As for the status of Palestinians if Israel proceeds with annexation, Ashkenazi said “the plan defines the status of the residents.
The text of the plan states that Israelis remain Israeli and Palestinians would remain under the Palestinian Authority until an eventual state is established. The Trump administration’s “Vision for Peace” would create Palestinian enclaves within sovereign Israel, and Israeli enclaves in an eventual Palestinian state rather than have each side accept the other as citizens.
Despite referring to the plan, Ashkenazi remained noncommittal, saying: “We are at the beginning of discussions…No decision has been made; it’s a bit early. Once a decision has been made, we can give details.”

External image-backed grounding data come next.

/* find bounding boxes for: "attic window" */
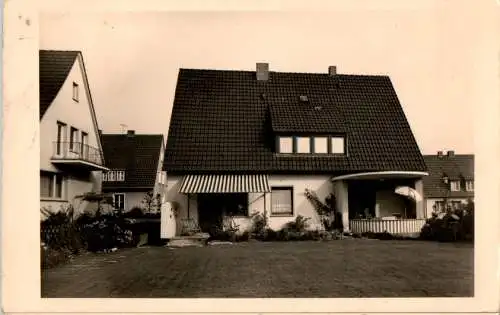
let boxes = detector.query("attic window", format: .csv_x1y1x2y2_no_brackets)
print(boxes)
299,95,309,103
450,180,461,192
72,82,79,102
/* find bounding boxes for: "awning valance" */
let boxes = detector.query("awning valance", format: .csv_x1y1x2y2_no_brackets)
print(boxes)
179,174,270,194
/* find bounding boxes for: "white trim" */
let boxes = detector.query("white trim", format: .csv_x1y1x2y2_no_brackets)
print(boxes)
331,171,429,182
76,53,105,165
51,159,110,171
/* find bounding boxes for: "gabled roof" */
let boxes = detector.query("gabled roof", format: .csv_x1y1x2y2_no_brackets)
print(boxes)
164,68,427,174
100,133,164,190
39,50,79,120
423,154,474,198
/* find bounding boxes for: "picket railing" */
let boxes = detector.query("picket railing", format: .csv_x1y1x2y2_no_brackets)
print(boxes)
350,219,426,236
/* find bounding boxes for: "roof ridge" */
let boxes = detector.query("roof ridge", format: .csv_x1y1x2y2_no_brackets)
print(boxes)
40,49,81,54
179,67,389,77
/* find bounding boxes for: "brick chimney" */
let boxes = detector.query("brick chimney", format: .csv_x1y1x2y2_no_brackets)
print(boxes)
127,130,135,137
437,151,443,158
256,63,269,81
447,150,455,158
328,65,337,76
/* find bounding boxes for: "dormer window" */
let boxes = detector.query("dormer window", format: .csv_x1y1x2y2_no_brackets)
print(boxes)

Ashkenazi also called for Germany to wait for the Israeli decision before responding to the possibility of annexation.
He and Maas “didn’t discuss possible steps Germany will take” in response to annexation, he said.
“If there is a decision,” the foreign minister added, “we should do it responsibly, while maintaining Israeli interests of stability and the peace treaties, and with dialogue with the US and hopefully our neighbors.”
“It is in Israel’s interest to remain a Jewish and democratic state,” he said.